Facing a price war, Uber now bets on volume in its quest for profits
The car-hailing service has cut its fares while at the same time promising an imminent profit. Now square that circle, write Eric Newcomer and Ellen Huet
Published 24/01/2016 | 02:30
It's becoming a bit of a holiday tradition for Uber: ringing in the new year by lowering fares. Amid a price war with rival Lyft, the ride-hailing leader reduced its rates by 10pc to 45pc in 100 cities across North America.
In Detroit, Uber drivers' per-mile rate is less than it takes to cover their gas and the depreciation of their cars, according to American IRS figures.
"It's depressing," says Bill Scroggins, an Uber driver in Indianapolis. "I'm not even sure I want to drive anymore. It feels like I'm doing it for free."
This is the third year in a row that Uber has discounted fares in January. It calls the cuts seasonal but says they could last indefinitely.
Last year, rates never rose again in almost a third of cities; only in two did they return to pre-cut prices. Uber has instituted temporary hourly-wage guarantees to limit drivers' earnings declines. The company has assured Scroggins and other outraged drivers that they'll come out ahead by making more trips an hour thanks to increased demand.
That may be what Uber is telling itself, too.
A few months ago, its chief executive, Travis Kalanick, told employees that the company's North American operations would turn a profit in Q2 of this year. The goal sounds less realistic in light of the price cuts.
"Uber has to sacrifice profits for growth," says Evan Rawley, a professor at Columbia Business School.
"We care deeply about driver earnings," says Andrew MacDonald, a regional general manager for Uber. "We believe in price cuts when demand slows."
On January 15, Uber's rival Lyft said it would cut fares, too. "With recent price changes from the competition, we need to take action," Lyft wrote in an email to drivers.
The company also announced a €930bn round of funding on January 4 to help keep its pink-mustachioed cars on the road. That brought Lyft's fundraising total to about €1.86bn - a long way from Uber's €9.3bn, but enough to dash Kalanick's hopes of knocking Lyft out of the market.

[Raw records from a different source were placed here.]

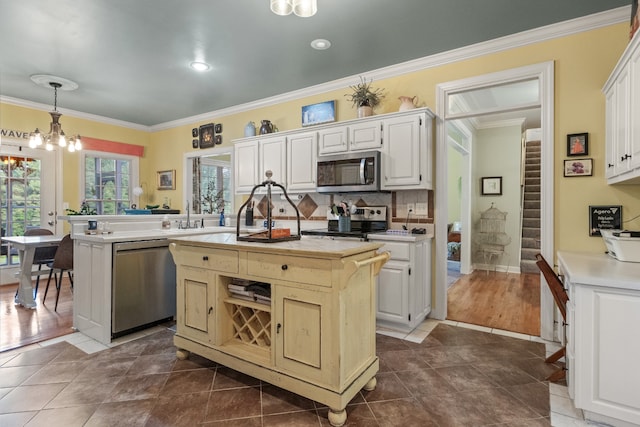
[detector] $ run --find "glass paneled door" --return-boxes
[0,144,57,268]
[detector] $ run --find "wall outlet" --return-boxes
[415,202,428,215]
[406,203,415,214]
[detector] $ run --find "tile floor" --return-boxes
[0,320,588,426]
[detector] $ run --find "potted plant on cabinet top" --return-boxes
[345,76,385,118]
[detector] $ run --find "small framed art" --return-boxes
[567,133,588,156]
[302,100,336,127]
[199,123,215,148]
[157,169,176,190]
[564,158,593,177]
[481,176,502,195]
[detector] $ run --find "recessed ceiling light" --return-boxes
[190,61,210,71]
[310,39,331,50]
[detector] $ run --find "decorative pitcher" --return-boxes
[259,120,274,135]
[244,121,256,137]
[398,95,418,112]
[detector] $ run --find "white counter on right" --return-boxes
[557,251,640,427]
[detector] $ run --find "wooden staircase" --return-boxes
[521,140,541,274]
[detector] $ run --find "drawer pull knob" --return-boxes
[277,323,281,333]
[281,264,288,270]
[203,256,209,261]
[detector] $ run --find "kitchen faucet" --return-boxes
[179,200,192,229]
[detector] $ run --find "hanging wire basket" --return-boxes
[236,171,301,243]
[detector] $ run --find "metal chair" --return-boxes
[535,253,569,382]
[43,234,74,311]
[12,228,57,299]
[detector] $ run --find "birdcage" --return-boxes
[475,203,511,273]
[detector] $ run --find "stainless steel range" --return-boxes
[301,206,388,240]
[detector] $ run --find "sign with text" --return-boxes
[589,205,622,236]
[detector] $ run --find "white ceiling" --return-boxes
[0,0,629,127]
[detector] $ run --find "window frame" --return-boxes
[80,150,139,215]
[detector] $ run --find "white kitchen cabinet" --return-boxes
[234,135,286,193]
[367,234,432,332]
[73,240,113,345]
[259,134,287,187]
[381,111,433,190]
[603,32,640,184]
[233,107,434,192]
[348,120,382,152]
[234,139,260,193]
[557,251,640,426]
[287,131,317,192]
[318,126,348,155]
[317,120,381,155]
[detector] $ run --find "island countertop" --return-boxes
[169,233,384,258]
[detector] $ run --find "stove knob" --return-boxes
[369,209,375,215]
[376,210,381,215]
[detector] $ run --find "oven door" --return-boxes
[316,151,379,193]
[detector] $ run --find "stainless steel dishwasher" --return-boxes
[112,239,176,337]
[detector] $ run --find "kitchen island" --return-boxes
[169,233,389,427]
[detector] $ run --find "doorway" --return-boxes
[0,140,58,285]
[434,62,555,341]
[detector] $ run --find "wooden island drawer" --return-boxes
[177,246,239,273]
[246,252,332,287]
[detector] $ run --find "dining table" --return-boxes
[2,234,63,308]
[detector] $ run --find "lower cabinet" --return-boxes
[558,252,640,426]
[176,266,215,345]
[169,241,386,427]
[367,235,432,332]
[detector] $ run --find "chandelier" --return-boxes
[270,0,317,17]
[29,78,82,152]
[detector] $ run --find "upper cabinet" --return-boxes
[603,34,640,184]
[287,131,318,192]
[317,119,381,155]
[381,111,433,190]
[233,107,434,193]
[234,135,286,194]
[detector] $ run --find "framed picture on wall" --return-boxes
[157,169,176,190]
[563,158,593,177]
[481,176,502,195]
[567,132,588,156]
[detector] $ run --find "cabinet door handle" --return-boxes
[281,264,288,270]
[208,307,213,315]
[608,163,614,168]
[277,323,281,334]
[203,256,209,261]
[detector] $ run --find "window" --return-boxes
[200,157,231,214]
[83,154,137,215]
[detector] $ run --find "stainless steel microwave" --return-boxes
[316,151,380,193]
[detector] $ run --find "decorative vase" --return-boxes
[398,95,418,112]
[244,121,256,137]
[357,105,373,118]
[259,120,273,135]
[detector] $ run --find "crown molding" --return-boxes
[0,95,151,132]
[2,6,630,133]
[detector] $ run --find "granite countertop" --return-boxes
[557,251,640,291]
[72,226,258,243]
[170,233,384,258]
[367,231,433,242]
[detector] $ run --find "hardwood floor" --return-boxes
[447,270,540,336]
[0,278,74,353]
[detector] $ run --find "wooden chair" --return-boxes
[43,234,74,311]
[535,253,569,382]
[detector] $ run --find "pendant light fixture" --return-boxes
[29,75,82,153]
[270,0,317,17]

Uber is also churning through cash a lot faster than Lyft, having said it will spend billions to push its way into China, India, and Southeast Asia. In the first quarter of 2015, Uber lost €356m on €266m in revenue, according to leaked figures published by the Information, a tech news site.
And losses are growing: In the third quarter, Uber lost €645m on €461m in revenue, according to a person briefed on the numbers. Over the first three quarters of 2015, Uber lost €1.57bn on €1.1bn in revenue. For perspective, during Amazon.com's worst-ever four quarters, in 2000, it lost €1.3bn on €2.6bn in revenue. Chief executive Jeff Bezos responded by firing more than 15pc of his workforce.
As it tries to expand abroad, Uber is counting on the US as a moneymaker. Kalanick predicted the continent's imminent profitability last September, during a company-wide gathering in Las Vegas.
Globally, Uber tends to lose money per ride, but ridership is growing. Total trips increased about 40pc from the second to the third quarter of 2015, says a person familiar with the data. On a November call with investors, Uber's acting chief financial officer Gautam Gupta said the company is profitable in two of its biggest countries, though he wouldn't name them.
In the US, Uber has inched toward profit, even with lower fares, in large part by leaning on drivers. It takes as much as 30pc of a driver's fares now - up from 20pc two years ago.
Since 2014 it's been charging riders an upfront Safe Rides fee, which goes directly to Uber. The fee started at $1 per ride; it's up to $2.50 in some cities. Uber has said it uses the charge to help fund things such as safety education and background checks.
If drivers win rights as employees or manage to form unions, Uber may have to change strategies. For now, a steady influx of contractors means the company can get away with added fees and rate cuts. While veterans complain that rates used to be higher, as one old hand says, "the new guys just don't know".